SELECT <%=sourceSystem%> || '::Contract_' || "EKKO"."MANDT" || '::' || "EKKO"."EBELN" AS "ID",

If you maintain multiple copies of the Celonis catalog transformations for the same process across different source system connections, set the sourceSystem parameter to a unique value for each instance. For custom transformations, implement a local parameter or a hard-coded source system name to achieve the same isolation.

Important

Keep source system prefixes minimal (such as a single letter) to preserve string performance limits while ensuring uniqueness across connections.

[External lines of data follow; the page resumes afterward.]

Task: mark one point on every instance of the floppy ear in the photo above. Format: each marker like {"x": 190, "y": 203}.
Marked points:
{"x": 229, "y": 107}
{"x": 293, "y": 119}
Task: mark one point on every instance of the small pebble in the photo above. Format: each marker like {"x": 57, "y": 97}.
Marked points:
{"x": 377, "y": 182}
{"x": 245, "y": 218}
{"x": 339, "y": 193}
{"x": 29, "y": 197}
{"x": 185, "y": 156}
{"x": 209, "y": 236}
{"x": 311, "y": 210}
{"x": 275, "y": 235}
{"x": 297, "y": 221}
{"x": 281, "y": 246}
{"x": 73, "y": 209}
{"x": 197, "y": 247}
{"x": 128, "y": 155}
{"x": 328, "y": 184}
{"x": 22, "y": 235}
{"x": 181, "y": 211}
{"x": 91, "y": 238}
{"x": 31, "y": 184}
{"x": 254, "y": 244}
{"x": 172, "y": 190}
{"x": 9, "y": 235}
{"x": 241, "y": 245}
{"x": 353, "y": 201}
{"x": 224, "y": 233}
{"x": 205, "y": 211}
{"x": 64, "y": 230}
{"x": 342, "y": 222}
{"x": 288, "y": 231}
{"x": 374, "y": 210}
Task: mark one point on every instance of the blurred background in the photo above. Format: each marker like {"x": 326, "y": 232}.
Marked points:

Duplicate IDs occur in the following scenarios:

Duplication case

Solution

Source Data Integrity: Duplicate records exist natively within the raw source system tables.

Apply an explicit WHERE filter or a ROW_NUMBER() window function in your extraction query to isolate valid records.

Redundant Ingestion Paths: Two separate pre-transformed data sets incorporate the same source data to generate events.

Adjust your transformation join conditions or consolidate ingestion pathways to ensure each source record maps to a single event generator.

Granularity Mismatches: Transformations extract attributes from a line-item table instead of a header table, causing unexpected cardinality expansion during joins.

Modify the SQL join to reference the primary header table, or use a DISTINCT clause when pulling header-level attributes.